In dieser Serie gehen wir auf einzelne Weltklassetalente ein, die auf dem Sprung standen – und ihn nicht schafften. Zumeist waren es persönliche Tragödien, Verletzungen oder einfach die Umstände ihrer Karriere: zur falschen Zeit am falschen Ort kann manchmal schmerzhaft wahr sein.
Wir lassen die Karrieren dieser Akteure Revue passieren, spekulieren über die mögliche Auswirkung ihres fehlenden Durchbruchs in der Geschichte des Fußballs und ein kleines „was wäre, wenn…?“ darf natürlich auch nicht fehlen. Immerhin besitzt für solche Spieler nahezu jeder Fußballfan noch eine schöne Erinnerung und jene fragende Wehmut, welche Erinnerungen man nicht alles verpasst hat.

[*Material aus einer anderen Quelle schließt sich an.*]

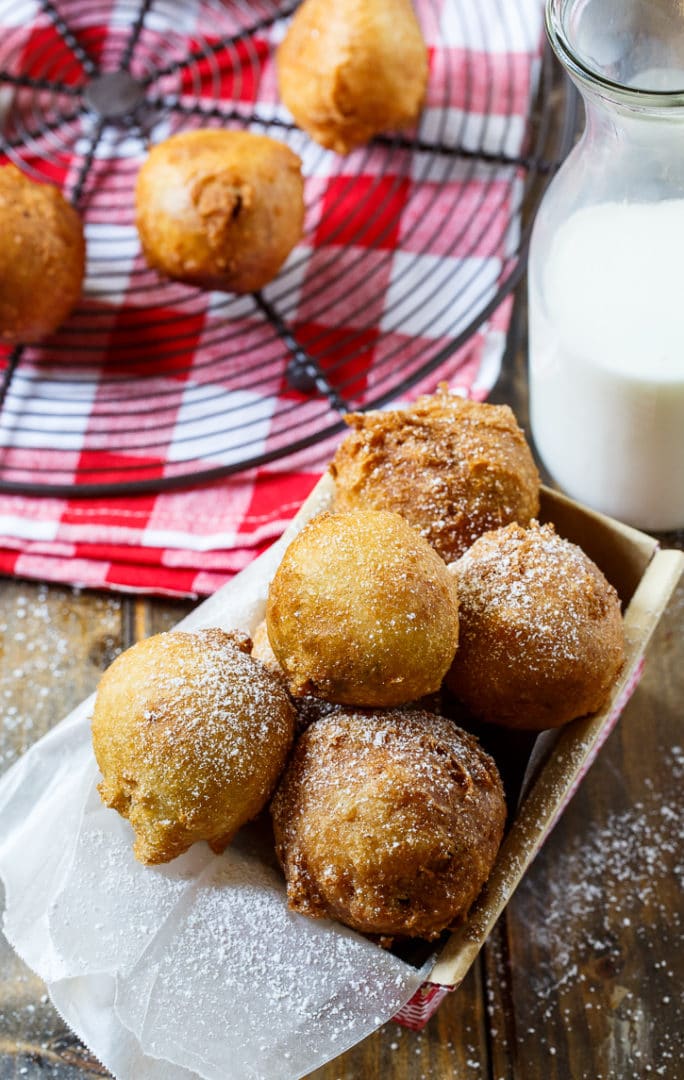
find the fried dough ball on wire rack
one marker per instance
(362, 611)
(190, 734)
(219, 208)
(42, 258)
(388, 821)
(541, 636)
(350, 69)
(453, 468)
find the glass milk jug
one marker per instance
(606, 261)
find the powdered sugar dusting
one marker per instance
(616, 879)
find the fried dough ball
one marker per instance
(220, 208)
(453, 468)
(541, 631)
(352, 69)
(42, 258)
(190, 734)
(362, 611)
(389, 822)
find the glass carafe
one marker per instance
(605, 281)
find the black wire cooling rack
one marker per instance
(85, 85)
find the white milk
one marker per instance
(606, 360)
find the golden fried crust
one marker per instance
(190, 734)
(362, 611)
(389, 822)
(219, 207)
(350, 69)
(42, 257)
(541, 632)
(455, 469)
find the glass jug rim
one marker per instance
(590, 77)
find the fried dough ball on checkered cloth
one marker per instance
(541, 632)
(42, 257)
(220, 208)
(350, 69)
(388, 821)
(453, 468)
(190, 734)
(362, 611)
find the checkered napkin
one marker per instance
(190, 541)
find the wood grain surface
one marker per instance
(580, 980)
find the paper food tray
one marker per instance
(644, 578)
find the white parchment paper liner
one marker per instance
(196, 969)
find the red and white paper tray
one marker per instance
(177, 973)
(146, 375)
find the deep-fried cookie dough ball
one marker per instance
(362, 611)
(350, 69)
(389, 822)
(190, 734)
(541, 632)
(453, 468)
(42, 257)
(222, 208)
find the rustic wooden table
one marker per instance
(581, 980)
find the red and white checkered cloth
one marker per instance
(189, 542)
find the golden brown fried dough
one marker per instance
(220, 208)
(42, 257)
(351, 69)
(190, 734)
(389, 822)
(362, 611)
(453, 468)
(541, 632)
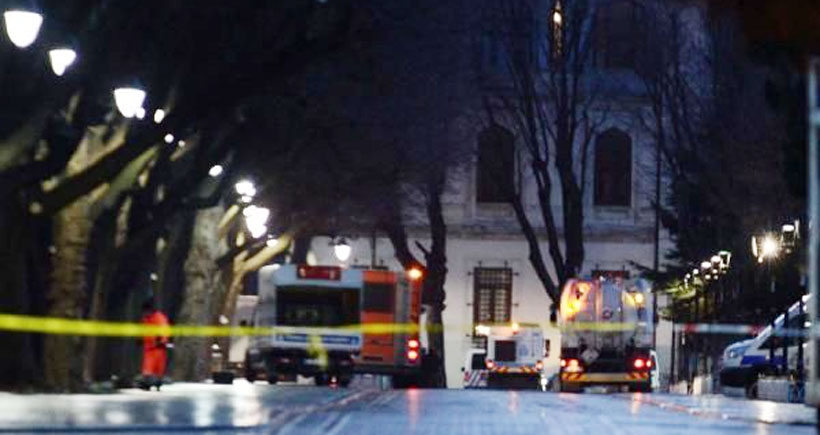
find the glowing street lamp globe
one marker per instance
(129, 101)
(22, 27)
(342, 250)
(61, 59)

In diesem Teil widmen wir uns …
Marinho Chagas
Als Nilton Santos in den 1950er und 1960er Jahren für die brasilianische Nationalmannschaft aktiv war, galt seine offensive Interpretation der Position des Linksverteidigers als taktische Revolution. Was bei ihm noch als extrem ungewöhnlich galt, wurde bei den Weltmeisterschaften bis heute ein gewisses Markenzeichen der „Selecao“: seine Nachfolger Junior, Branco oder selbstverständlich auch Roberto Carlos waren alle mit einem enormen Offensivdrang ausgestattet, der jedoch stets das Risiko von defensiven Stellungsfehlern mit sich brachte. Auch bei der Fußball-Weltmeisterschaft 1974 sorgte Brasiliens Linksverteidiger Marinho Chagas für Aufsehen: zum einen wegen seiner Spielweise, zum anderen avancierte er aufgrund seines Aussehens zum Favoriten vieler weiblicher Fußballfans…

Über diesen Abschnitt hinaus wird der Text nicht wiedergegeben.